These benchmark results are nearly as fast as those obtained with the random dataset: 6.4 requests per second, and 7243 tokens per second. By default, vLLM benchmarks use the completions API, so what’s really being measured is token generation: 1024 tokens per request.

With this query, the --hf-output-len 1024 argument plays the same role as the --random-output-len with the queries above: the model is asked to produce this many tokens in response to each query. Removing the --hf-output-len 1024 directive allows the model to generate different numbers of tokens for each request, but it does not enable the model to continue thinking until it gets to an answer. Instead, the VLLM dataset loading code in datasets.py uses the official solution to the problem in the AI-MO dataset to set the target number of tokens to generate. This considerably underestimates the number of tokens the model will need along the way. As for most human mathematicians, the number of pages needed for rough work is often much greater than the pages needed to write up a solution or proof in its final form for presentation.
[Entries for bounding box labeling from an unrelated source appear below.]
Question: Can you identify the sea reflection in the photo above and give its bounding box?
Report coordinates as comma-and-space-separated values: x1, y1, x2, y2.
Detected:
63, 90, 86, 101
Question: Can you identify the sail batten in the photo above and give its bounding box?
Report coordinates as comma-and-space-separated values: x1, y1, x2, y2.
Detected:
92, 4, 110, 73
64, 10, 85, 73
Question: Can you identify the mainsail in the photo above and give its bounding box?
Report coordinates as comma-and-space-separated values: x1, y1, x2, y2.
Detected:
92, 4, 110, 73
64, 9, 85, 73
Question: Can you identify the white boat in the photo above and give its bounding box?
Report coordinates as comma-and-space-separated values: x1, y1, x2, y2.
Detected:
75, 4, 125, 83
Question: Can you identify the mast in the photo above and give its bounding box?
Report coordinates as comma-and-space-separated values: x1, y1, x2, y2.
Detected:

Chat Queries with Thinking Mode#

The Qwen3 blog defines thinking mode as the mode in which “the model takes time to reason step by step before delivering the final answer.” This step by step reasoning also involves generating tokens. The tokens used internally for step-by-step reasoning are not usually visible to end users, but for complicated reasoning problems, they account for most of the response time. In Qwen3, thinking mode is enabled by default, and you can find configuration details in the Qwen3 Quickstart guide.

Benchmarking a set of vLLM queries where Qwen3-8B reasons until it completes a problem requires a different chat API endpoint (--endpoint /v1/chat/completions) and backend (--backend openai-chat). Though it’s not the default in vLLM, using chat-based protocols is typically best practice for instruction-tuned models, which includes all models in the Qwen3 family.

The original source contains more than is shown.